The construction plus the properties attached to it and its surroundings were designated Cultural Heritage Asset, under the Monument category on 9 May 2006.

The temple has a rectangular floor plan, although the perimeter of the apse is currently integrated into more recent constructions. On the south façade, the main doorway is framed by a classicist stone semi-circular arch with columnellas decorating its doorjambs and mouldings on the arch voussoirs. The door is made of old wood, with carved panels in a typical late Baroque style, and is preceded by three steps. On the same front, there is a window with new stained glass protected by iron bars, which translates into a lintel opening in the interior. A masonry seat runs along this side façade and there is also a wooden cross on a base. At the foot of the church there is some indication of a former doorway of similar typology which is now walled up.

There is a fairly large bell gable in the southwestern side of the temple which features, a barrel tile, gable roof over the nave and a hipped roof over the chapel. The bell gable’s main features include a square base, stone walls topped by four semi-circular openings to house the bells in addition to ornaments and a small dome with a vane.

Inside, the chancel is separated from the rest of the church by a 17th century robust transverse arch made of stone, and by a step. The spacious rectangular nave is covered by a collar beam coffered ceiling made of Canarian pine tea wood, with three double and three single struts that rest on paired and single corbels.

These are decorated by fillets and crosspieces in Mudejar style. Over the corbels, the coffered ceiling is bordered by a roped tube made of carved wood.

The transverse arch bears a moulding in the centre that consists of two wide grooves. It rests on two half Tuscan columns attached to the wall on a quadrangular pedestal.

The door to the former sacristy is made up by modern cement semi-circular arches while opposite, a lintel door leads into the present-day sacristy. The flat apse houses an interesting Baroque altarpiece with a Flemish image of Nuestra Señora de Gracia, Arcángel San Gabriel and Santa Catalina.

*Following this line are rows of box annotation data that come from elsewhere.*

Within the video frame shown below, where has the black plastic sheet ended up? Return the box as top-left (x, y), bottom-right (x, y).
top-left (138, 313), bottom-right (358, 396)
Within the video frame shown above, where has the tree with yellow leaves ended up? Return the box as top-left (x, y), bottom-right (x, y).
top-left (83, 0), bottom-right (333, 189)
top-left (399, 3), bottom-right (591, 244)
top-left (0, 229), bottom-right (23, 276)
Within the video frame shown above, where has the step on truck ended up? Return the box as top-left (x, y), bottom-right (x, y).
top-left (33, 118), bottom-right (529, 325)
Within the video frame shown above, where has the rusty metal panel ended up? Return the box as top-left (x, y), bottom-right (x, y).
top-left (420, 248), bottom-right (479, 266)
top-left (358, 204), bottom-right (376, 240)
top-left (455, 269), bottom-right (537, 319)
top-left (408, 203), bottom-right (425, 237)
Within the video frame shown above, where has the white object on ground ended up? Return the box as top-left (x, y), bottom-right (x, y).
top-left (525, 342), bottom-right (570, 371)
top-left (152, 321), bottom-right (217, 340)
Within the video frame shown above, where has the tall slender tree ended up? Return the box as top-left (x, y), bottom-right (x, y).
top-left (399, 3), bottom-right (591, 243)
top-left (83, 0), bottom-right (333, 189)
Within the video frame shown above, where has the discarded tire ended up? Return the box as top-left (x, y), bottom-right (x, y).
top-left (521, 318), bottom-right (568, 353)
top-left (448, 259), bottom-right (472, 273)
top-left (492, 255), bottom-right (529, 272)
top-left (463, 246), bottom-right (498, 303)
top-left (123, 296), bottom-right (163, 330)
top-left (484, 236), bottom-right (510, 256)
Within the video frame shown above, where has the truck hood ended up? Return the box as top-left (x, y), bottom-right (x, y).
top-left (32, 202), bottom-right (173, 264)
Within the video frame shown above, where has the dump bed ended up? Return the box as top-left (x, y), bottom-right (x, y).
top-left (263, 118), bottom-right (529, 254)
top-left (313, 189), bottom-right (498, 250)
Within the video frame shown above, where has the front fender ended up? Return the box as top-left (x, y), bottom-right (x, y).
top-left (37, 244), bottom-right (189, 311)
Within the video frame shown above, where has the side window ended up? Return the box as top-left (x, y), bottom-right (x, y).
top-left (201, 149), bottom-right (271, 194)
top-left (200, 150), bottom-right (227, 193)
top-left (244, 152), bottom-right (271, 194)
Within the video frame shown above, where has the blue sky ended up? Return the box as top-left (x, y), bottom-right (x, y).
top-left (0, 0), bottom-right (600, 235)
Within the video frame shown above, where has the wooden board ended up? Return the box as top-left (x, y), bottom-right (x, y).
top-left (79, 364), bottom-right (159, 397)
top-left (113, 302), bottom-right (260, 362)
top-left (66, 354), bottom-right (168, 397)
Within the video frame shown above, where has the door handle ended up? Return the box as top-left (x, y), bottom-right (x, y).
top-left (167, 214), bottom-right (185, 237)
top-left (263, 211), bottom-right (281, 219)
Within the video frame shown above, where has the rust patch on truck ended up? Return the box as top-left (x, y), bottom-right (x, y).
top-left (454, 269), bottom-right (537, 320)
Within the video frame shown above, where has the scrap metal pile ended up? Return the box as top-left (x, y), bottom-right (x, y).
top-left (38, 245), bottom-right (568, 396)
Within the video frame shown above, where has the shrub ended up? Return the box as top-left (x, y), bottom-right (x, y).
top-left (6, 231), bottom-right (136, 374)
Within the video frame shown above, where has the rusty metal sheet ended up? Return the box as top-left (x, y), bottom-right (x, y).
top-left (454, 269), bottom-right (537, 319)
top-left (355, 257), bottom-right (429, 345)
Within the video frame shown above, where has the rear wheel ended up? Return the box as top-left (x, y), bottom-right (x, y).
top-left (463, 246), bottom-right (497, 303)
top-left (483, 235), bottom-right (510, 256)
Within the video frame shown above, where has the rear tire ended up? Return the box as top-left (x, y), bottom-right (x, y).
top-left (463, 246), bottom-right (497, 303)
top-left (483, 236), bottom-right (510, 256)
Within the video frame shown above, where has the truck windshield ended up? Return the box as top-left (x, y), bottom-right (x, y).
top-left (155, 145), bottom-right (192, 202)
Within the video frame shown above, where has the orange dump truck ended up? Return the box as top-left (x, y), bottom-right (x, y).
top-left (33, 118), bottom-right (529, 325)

The sacristy is attached to the south wall. It has two storeys and was erected in the 1930s. Around the church, the great volumes that make up the Oblatas Convent go beyond the temple’s building on its north façade while on the south, other wings partly cover it.  The church’s former square lies in the west side.

There is a crenellated wall surrounding the whole ensemble whose interior keeps vestiges of the old cobblestoned road that runs parallel to the present road.